Law School Conference Examines Police Racism, Brutality

Activists, police officers and scholars from across the country packed yesterday's opening panel on "Race, Police and the Community," part of a conference on race and police brutality sponsored by Harvard Law School's Criminal Justice Institute (CJI).

About 400 people are expected to participate in the three-day conference, which features panels on racial profiling, the juvenile justice system, police leadership and police brutality.

The nine-member panel, which included political activist Rev.

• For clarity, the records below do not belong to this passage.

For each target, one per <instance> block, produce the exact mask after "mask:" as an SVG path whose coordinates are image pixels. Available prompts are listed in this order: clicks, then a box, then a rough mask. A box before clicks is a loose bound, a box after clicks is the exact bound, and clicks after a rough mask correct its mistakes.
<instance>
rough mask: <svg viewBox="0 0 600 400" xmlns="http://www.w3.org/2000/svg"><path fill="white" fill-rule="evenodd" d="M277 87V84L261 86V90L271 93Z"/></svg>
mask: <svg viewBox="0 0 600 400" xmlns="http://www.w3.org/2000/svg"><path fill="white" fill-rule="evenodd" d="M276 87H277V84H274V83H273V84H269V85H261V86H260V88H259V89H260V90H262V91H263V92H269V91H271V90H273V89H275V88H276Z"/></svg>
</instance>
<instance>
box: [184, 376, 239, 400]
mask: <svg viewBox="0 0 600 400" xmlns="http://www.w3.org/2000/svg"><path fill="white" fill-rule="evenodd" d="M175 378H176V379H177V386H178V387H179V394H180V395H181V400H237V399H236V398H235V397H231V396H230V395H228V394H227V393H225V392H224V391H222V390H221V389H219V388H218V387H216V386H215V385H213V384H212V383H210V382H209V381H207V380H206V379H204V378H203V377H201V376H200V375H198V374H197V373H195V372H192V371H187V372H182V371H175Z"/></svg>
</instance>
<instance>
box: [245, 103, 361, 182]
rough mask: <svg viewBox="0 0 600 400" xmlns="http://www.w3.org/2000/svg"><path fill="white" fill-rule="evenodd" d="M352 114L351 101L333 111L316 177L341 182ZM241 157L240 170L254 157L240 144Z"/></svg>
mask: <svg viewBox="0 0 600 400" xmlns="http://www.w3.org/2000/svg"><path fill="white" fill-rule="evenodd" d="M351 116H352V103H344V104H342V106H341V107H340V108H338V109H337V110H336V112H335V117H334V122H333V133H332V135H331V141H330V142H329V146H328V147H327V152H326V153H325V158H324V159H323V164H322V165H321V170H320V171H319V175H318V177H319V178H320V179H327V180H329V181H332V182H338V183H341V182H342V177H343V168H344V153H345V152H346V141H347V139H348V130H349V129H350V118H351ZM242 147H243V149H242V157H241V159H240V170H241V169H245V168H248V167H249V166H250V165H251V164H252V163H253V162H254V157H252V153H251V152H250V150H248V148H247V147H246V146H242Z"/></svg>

Al Sharpton, Philadelphia Police Commissioner John F. Timoney and Boston City Councillor Chuck Turner, condemned racism across the law enforcement system.


CJI Director and Climenko Professor of Law Charles J. Ogletree, the panel's moderator, said in his opening remarks that people of color face discrimination in the criminal justice system.

"Hispanics and people of African descent are disproportionately represented in every aspect of the criminal justice system," Ogletree said. "As we begin a new century, it is appropriate for CJI to revisit this discussion and bring together a broad cross-section of activists, academics, members of law enforcement, and others to seek solutions."

Iris Baez, whose son was fatally choked by a NYPD officer in 1994, started the discussion by saying that police seem to be above the law.

"I figured this police officer who murdered my son would go to jail, because if my son murdered a police officer he would go to jail," Baez said. "It's a double standard."

Sharpton, a well-known activist against police brutality in New York City, urged minorities to take a more active role in their self-defense.